Ia menilai bahwa banyak kejahatan siber terjadi karena kelengahan pengguna yang tidak menyadari bahwa teknologi yang mereka gunakan membawa risiko tinggi.
“Teknologi berubah dalam hitungan detik. Kejahatan juga ikut bertransformasi. Yang tidak berubah hanyalah niat jahat manusia.
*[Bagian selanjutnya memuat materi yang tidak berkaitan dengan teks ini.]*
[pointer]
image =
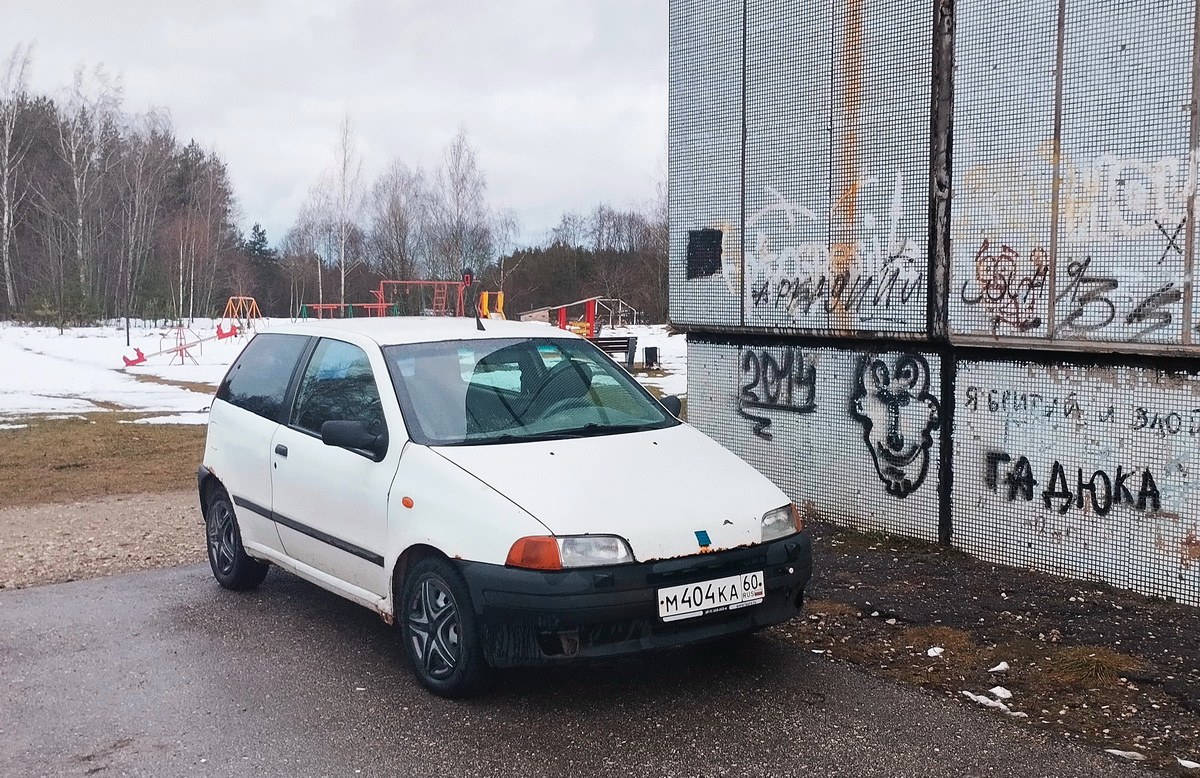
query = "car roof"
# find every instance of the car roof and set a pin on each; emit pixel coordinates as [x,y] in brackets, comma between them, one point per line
[388,330]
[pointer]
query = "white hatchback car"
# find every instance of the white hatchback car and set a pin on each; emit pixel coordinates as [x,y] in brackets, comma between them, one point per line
[509,496]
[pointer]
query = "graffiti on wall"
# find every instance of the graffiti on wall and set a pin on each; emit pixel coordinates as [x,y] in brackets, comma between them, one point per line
[874,276]
[898,414]
[779,379]
[1099,492]
[1008,286]
[1134,207]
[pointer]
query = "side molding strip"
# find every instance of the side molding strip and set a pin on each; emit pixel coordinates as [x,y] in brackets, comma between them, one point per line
[317,534]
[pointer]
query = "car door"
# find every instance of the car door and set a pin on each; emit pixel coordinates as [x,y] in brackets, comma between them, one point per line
[243,423]
[331,503]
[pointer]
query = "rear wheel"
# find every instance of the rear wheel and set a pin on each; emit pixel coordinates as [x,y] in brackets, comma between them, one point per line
[439,629]
[232,567]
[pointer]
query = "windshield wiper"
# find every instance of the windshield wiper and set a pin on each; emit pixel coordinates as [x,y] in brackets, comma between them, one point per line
[592,429]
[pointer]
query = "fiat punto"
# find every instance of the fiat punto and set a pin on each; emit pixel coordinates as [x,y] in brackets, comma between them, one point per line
[504,492]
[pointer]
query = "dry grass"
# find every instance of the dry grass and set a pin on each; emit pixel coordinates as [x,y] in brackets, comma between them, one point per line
[1092,665]
[955,641]
[63,460]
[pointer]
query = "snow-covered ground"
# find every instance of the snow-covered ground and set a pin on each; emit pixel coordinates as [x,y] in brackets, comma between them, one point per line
[81,370]
[672,355]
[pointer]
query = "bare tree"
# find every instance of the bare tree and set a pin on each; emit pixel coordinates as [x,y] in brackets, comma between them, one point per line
[400,221]
[12,153]
[87,131]
[143,166]
[462,223]
[347,197]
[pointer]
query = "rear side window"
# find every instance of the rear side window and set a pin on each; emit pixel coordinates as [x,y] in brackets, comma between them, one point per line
[258,381]
[337,385]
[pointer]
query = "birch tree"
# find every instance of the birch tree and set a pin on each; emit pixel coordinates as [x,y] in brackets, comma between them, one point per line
[13,148]
[87,129]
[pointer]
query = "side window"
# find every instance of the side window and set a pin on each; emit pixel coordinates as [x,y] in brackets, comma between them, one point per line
[337,385]
[258,381]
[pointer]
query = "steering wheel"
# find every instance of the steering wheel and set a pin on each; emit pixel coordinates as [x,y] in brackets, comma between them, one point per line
[567,382]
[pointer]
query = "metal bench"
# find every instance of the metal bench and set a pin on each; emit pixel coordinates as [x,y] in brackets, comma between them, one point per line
[627,346]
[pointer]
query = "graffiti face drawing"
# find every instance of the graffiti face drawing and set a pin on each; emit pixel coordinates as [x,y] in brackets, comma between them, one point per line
[898,414]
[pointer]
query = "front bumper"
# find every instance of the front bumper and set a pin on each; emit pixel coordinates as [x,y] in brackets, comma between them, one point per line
[531,617]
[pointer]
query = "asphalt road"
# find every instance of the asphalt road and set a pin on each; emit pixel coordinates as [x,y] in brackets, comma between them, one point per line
[165,674]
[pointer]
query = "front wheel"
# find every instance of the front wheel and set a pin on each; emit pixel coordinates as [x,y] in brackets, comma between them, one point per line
[232,567]
[439,630]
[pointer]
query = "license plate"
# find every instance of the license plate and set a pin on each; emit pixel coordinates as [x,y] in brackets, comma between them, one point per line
[709,597]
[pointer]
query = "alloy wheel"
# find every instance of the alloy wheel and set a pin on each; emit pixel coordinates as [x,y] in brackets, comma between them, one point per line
[222,537]
[433,628]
Maka kita harus lebih siap dari sekarang,” pungkasnya.
Terpisah, Kementerian Komunikasi dan Digital (Komdigi) melalui Direktorat Pengawasan Sertifikasi dan Transaksi Elektronik menekankan pentingnya mitigasi dan sistem cadangan (backup) dalam menghadapi ancaman kejahatan siber.
"Mitigasi dan backup bukan lagi pilihan, tetapi keharusan dalam rangka menghadapi ancaman kejahatan siber yang semakin kompleks dan canggih," kata Direktur Pengawasan Sertifikasi dan Transaksi Elektronik Teguh Arifiyadi dalam sebuah forum tentang keamanan digital di Jakarta.
Teguh menyampaikan bahwa hampir setiap orang di Indonesia pernah mengalami atau setidaknya menjadi target upaya penipuan digital, mulai dari SMS palsu hingga serangan rekayasa sosial (social engineering).
Menurut dia, lebih dari 90 persen serangan siber bersumber dari manipulasi sosial, yang mengecoh pengguna melalui teknik penyamaran identitas digital.
"Teknologi deepfake dan rekayasa AI kini bisa mengelabui sistem verifikasi paling dasar. Bahkan video call bisa dilakukan oleh pihak yang menyamar menyerupai pejabat tinggi. Jika tidak diantisipasi, dampaknya bisa sampai ke level negara," ujar Teguh.
Dalam konteks transaksi digital, Komdigi mencatat bahwa pada 2024 terdapat lebih dari 250 juta dokumen digital yang ditandatangani secara elektronik.